Health officials warn of salmonella risk in frozen breaded chicken
Two cases of salmonella infection have been reported in Nova Scotia
The province's chief medical officer is warning Nova Scotians of the risks of salmonella from eating frozen breaded chicken products, regardless of what company makes them.
Two cases of salmonella infection have been reported in Nova Scotia as an outbreak associated with the products spreads across the country.
Two products have been pulled from shelves — No Name frozen chicken nuggets and unbranded chicken fries.
The nuggets were sold in 907-gram packages (UPC code 0 6038389685 0) and have an expiry date of May 15, 2019. The unbranded $10 chicken fries are sold in 1.81-kilogram bags with an expiry date of March 23, 2019.

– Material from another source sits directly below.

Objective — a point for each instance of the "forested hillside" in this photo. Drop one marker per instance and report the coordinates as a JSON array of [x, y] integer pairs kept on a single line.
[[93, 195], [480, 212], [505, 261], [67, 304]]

The products should be thrown out or returned to the store where they were purchased.
Be careful, regardless of brand
But Dr. Robert Strang, chief medical officer of health, says consumers should be careful with all frozen breaded chicken products, regardless of brand.
"Our key message to the public is that these products, some of them may be pre-cooked, some of them may not be cooked and be raw, but they all have an increased risk of having salmonella contamination," he said.
There have been nine outbreaks of salmonella enteritidis associated with frozen breaded chicken products in Canada since May 2017. Strang said the increase is due to new, more advanced, methods of detecting salmonella.
He said frozen breaded chicken products that haven't been recalled are safe to eat as long as people follow the instructions on the box and cook the food properly.
Salmonella is an intestinal infection transmitted by eating food from infected animals. Symptoms can include diarrhea, fever, stomach cramps, nausea and vomiting.
Children, seniors and people with chronic health issues are most at risk, said Strang.
"It's something that needs to be taken seriously," he said.
The Canadian Food Inspection Agency is working to create stricter rules for companies that make these products in an effort to reduce the risk of salmonella, said Strang. He expects those new rules to come into effect next year.